I have a friend who is selling a SVS PB12-Plus/2 Subwoofer System that is in really good shape. I had made him a lower offer, but he listed it on eBay and apparently has some interest. I'm new, so don't want to break any rules by posting a link to the ebay listing, but he started the listing at 799 and thinks based on other things he has looked at that they are worth more than that.

I will say that it is in GREAT condition - basically looks like it just was taken out of the box.

Looking for some feedback on what people think it is actually worth.


----------



## raynist (Aug 16, 2011)

By subwoofer system do you mean on of those subs or two?

In was not able to sell mine for $500 each so I kept them. 

If he wants $799 for one that is too much $$$.


----------



## raynist (Aug 16, 2011)

I see one one ebay for $1400 in Vegas, it that the one?

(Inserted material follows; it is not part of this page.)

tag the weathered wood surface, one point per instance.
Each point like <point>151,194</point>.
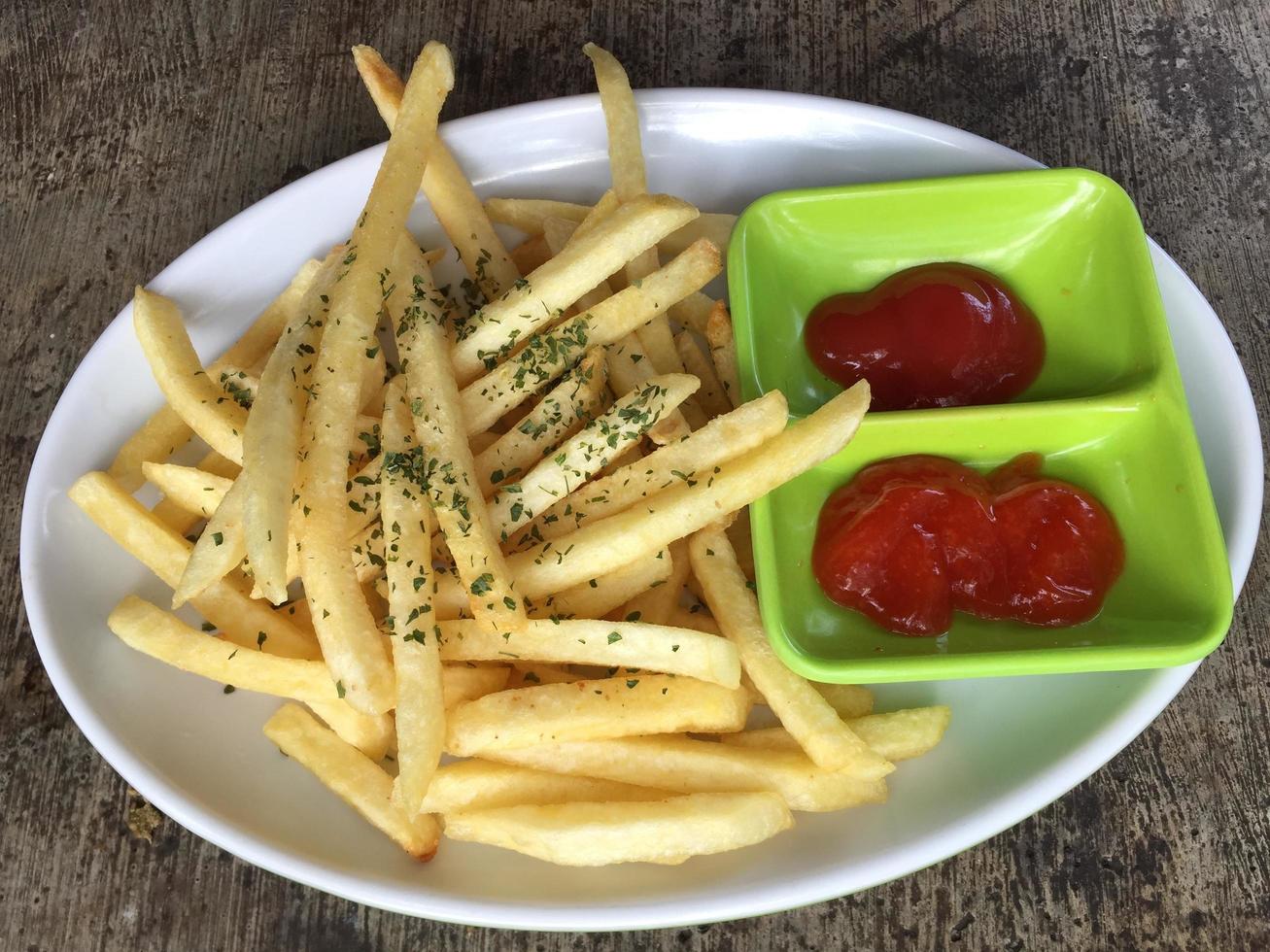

That guy is nuts if he thinks it is worth that much. I am not sure it cost that much new.


----------



## phillihp23 (Mar 14, 2012)

As listed on SVS website Dual (2) PB12-Plus / $2,649.00


----------



## raynist (Aug 16, 2011)

The OP was actually asking about a model that was made about 6-7 years ago that had dual 12 inch plus drivers in one enclosure.


----------